Some coaches don't have enough experience to be grouped properly, but their results are interesting nevertheless. Those who have posted strong results in their limited time as NHL bench bosses don't fare much worse than the experienced coaches, while those who haven't are practically destined to look for work by season's end.

It's hard to make these final groupings with any accuracy, which is why I have started to dig into new coaches' results in other leagues, like the AHL and the Canadian major junior leagues. In those regards, for example, inexperienced NHL coaches like Vancouver's Willie Desjardins and Pittsburgh's Mike Johnston are quite well-accomplished. As more of that data is included, and the entirety of a team's staff is factored in, the distinction between good and bad coaching will become even more obvious than it is today.


Closing thoughts

I don't know why most publications ignore the impact of coaching when they're making their preseason forecasts. They'll break down a team's power play, penalty kill, goaltending and prospect pools in great detail, but make only passing remarks about the team's coaching staff. The same is true in some NHL front offices, who seem to ignore the reality that a strong bench boss can have just as much value as the team's franchise player.

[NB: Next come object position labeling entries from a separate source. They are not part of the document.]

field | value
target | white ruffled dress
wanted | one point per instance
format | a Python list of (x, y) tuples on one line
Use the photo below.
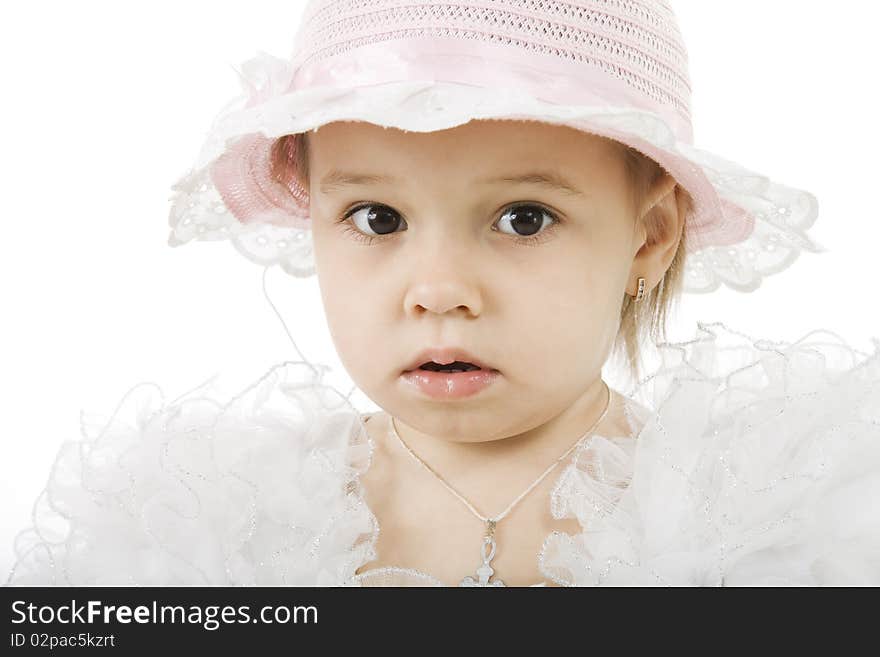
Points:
[(748, 463)]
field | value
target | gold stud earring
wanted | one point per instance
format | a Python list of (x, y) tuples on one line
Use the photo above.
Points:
[(640, 294)]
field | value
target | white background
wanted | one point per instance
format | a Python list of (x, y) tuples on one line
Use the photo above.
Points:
[(105, 105)]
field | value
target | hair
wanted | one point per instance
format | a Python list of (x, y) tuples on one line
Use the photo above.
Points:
[(289, 163)]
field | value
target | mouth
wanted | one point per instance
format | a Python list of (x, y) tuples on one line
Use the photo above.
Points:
[(455, 367), (452, 381), (449, 360)]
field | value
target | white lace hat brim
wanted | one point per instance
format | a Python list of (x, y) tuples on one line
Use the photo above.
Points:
[(744, 227)]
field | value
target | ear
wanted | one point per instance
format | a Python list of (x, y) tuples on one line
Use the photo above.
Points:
[(658, 233)]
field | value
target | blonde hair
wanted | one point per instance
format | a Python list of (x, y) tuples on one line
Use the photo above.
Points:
[(289, 163)]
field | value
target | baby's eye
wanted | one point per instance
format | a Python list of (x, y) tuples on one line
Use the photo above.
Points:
[(375, 221), (526, 218)]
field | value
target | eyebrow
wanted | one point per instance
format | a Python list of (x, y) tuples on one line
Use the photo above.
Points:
[(336, 180)]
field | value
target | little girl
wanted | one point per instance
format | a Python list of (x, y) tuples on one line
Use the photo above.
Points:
[(496, 197)]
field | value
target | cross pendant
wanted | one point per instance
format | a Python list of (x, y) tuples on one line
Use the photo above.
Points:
[(485, 571)]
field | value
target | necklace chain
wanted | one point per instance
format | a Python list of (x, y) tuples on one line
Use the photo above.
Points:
[(492, 521)]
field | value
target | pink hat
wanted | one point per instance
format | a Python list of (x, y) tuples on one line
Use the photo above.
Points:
[(616, 68)]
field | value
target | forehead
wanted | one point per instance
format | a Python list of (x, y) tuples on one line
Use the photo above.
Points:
[(494, 142), (570, 161)]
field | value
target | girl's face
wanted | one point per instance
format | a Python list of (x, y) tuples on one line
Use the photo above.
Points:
[(527, 277)]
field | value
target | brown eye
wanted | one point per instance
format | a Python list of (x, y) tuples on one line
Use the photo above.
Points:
[(526, 219), (378, 219)]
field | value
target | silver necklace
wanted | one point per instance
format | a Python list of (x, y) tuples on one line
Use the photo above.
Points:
[(487, 549)]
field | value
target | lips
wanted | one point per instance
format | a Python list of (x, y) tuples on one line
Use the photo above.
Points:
[(446, 356)]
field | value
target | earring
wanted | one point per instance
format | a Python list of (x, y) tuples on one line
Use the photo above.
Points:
[(641, 291)]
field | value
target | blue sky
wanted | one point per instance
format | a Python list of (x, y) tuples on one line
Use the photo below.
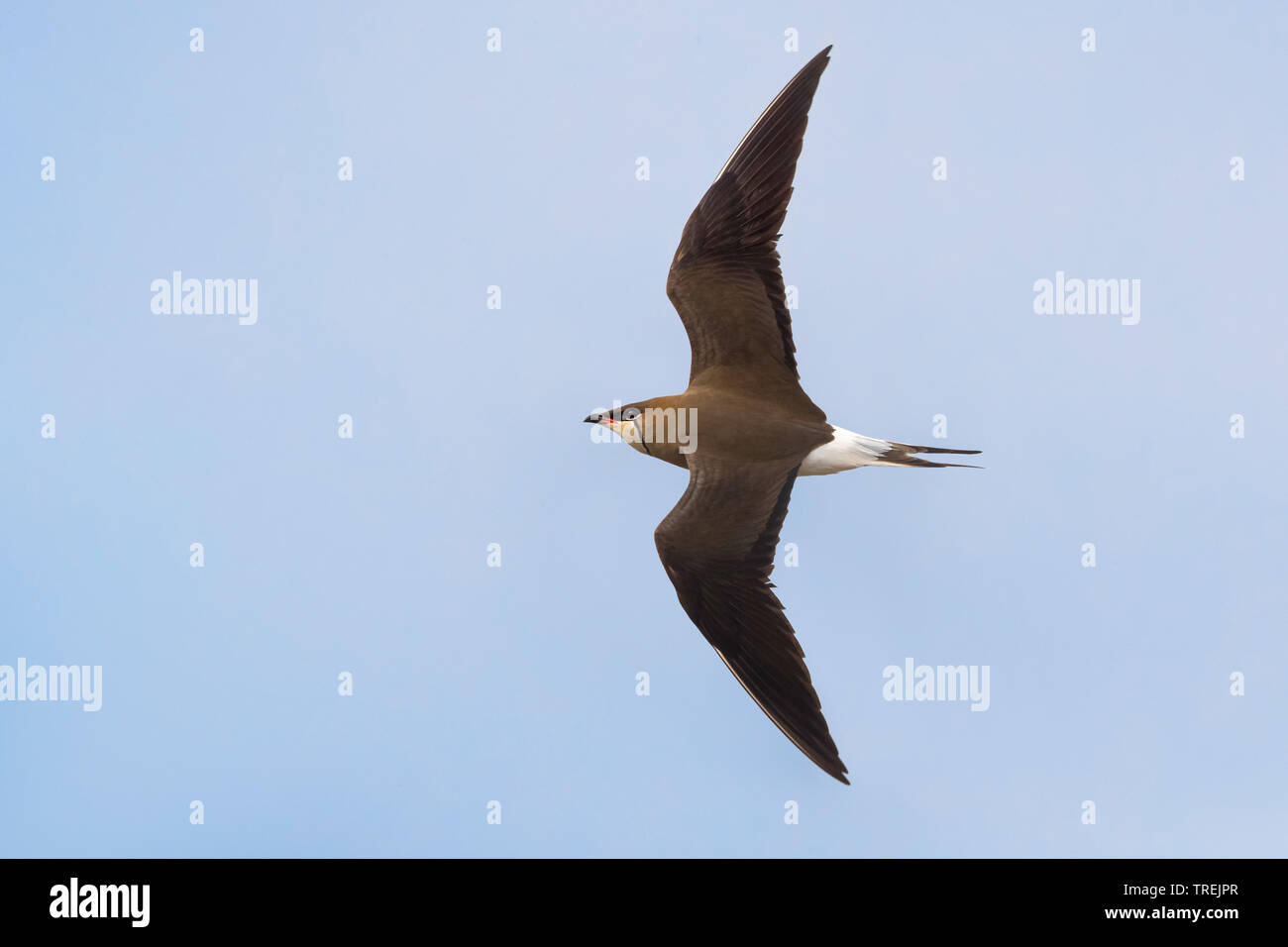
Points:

It is possible to make distinctions between the stronger and the less experienced and/or accomplished head coaches, and it is possible to measure their impact -- and it's not trivial! Good coaches can boost a team's position in the standings by several points, and teams that invest in the league's most accomplished coaches are far more likely to make the conference finals than those that don't.

Why spend tens of millions of dollars on elite players, and then gamble on those tasked with unleashing their full talent? Teams like the Maple Leafs are on the right track: Make the coaching staff one of the top priorities.